Alright, let’s dive into this “why are the sharks so bad” thing. So, I got this idea, right? I wanted to mess around with some AI stuff, specifically looking at why some AI models just… suck. Sharks, in this case, because they’re cool, and hey, someone had to be the guinea pig.

Phase 1: Data Gathering (The Messy Part)
- First, I scraped a bunch of reviews. I figured user reviews of shark movies, toys, video games, anything shark-related, would be a good place to start. Used some basic Python with Beautiful Soup to pull text from various websites. Honestly, this took forever. So many sites are a pain to scrape.
- Then, cleaned up the data. Got rid of HTML tags, weird characters, all that jazz. Used regular expressions for this. It’s like, 80% cleaning, 20% actual fun stuff.

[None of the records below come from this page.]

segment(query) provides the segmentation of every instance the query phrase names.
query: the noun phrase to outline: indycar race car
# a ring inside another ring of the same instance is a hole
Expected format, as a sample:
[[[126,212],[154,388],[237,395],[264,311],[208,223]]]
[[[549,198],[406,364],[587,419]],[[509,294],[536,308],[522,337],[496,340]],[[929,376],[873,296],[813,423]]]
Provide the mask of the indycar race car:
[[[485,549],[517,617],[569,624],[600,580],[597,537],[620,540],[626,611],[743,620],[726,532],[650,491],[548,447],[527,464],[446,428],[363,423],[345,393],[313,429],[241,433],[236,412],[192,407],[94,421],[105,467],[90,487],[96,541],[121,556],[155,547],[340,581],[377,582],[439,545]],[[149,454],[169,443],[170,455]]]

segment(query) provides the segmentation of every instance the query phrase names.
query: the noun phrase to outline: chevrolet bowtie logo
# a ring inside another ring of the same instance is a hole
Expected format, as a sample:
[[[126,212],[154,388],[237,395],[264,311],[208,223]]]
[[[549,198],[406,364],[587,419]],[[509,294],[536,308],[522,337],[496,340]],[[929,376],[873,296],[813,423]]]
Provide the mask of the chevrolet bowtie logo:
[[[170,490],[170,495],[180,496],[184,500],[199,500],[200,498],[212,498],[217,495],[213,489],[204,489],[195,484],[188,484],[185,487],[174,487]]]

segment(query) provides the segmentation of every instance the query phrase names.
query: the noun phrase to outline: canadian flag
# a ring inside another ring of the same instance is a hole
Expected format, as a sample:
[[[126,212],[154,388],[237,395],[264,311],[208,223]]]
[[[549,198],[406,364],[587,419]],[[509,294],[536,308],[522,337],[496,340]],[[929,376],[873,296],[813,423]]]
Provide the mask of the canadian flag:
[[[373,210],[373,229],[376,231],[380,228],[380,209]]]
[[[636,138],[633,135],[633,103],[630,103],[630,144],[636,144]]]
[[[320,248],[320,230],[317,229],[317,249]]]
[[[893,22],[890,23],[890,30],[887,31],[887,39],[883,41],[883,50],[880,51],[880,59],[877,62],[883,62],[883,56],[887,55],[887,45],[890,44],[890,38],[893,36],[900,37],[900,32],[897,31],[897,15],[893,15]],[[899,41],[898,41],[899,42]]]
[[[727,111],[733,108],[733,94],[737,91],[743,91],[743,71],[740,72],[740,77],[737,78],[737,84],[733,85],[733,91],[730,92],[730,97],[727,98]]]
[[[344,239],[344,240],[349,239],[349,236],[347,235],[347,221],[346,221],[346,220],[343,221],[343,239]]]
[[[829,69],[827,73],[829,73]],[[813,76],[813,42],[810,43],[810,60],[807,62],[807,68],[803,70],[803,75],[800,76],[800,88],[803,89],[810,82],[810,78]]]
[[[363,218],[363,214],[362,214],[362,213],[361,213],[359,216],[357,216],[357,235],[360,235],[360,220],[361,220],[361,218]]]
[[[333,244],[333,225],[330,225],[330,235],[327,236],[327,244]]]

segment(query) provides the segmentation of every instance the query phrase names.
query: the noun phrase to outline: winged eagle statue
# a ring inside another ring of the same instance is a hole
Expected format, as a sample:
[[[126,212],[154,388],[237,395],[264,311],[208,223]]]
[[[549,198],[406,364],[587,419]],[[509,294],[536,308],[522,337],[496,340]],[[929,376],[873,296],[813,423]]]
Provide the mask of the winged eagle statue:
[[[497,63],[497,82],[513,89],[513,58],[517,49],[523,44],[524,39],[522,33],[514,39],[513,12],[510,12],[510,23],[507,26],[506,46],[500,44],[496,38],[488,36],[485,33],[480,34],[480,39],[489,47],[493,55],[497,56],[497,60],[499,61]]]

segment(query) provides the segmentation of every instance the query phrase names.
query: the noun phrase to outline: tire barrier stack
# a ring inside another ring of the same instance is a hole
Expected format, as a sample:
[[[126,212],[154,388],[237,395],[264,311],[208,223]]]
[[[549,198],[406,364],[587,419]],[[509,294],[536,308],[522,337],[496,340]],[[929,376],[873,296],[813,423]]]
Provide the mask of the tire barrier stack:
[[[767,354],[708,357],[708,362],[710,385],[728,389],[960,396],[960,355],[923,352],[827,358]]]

Phase 2: Sentiment Analysis (Let’s See the Hate)
- I decided to use a pre-trained sentiment analysis model from Hugging Face. Easiest way to get a quick idea of what people think. Loaded up the model, fed it all the reviews, and boom, got back sentiment scores for each one.
- Visualized the sentiment distribution. A lot more negative reviews than I expected! People are really disappointed with their shark experiences, apparently.
Phase 3: Topic Modeling (Digging Deeper)
- Next, I wanted to know why the sharks were so bad. So, topic modeling! I used LDA (Latent Dirichlet Allocation). It’s a way to automatically discover the main topics discussed in a bunch of text.
- Preprocessed the reviews again. This time, I lemmatized the words (turned “running” into “run”), removed stop words (like “the”, “a”, “is”), and created a document-term matrix.
- Ran the LDA model. Messed around with the number of topics until I got something that made sense. Turns out, people complain about bad CGI, stupid plots, and unrealistic shark behavior. Shocking, I know.
Phase 4: Word Clouds (Because Why Not?)
- Generated word clouds for each topic. Just a fun way to visualize the most frequent words. The “bad CGI” topic had words like “effects,” “graphics,” and “cheap.” The “stupid plot” topic had words like “plot,” “story,” “dumb,” and “idiotic.” You get the idea.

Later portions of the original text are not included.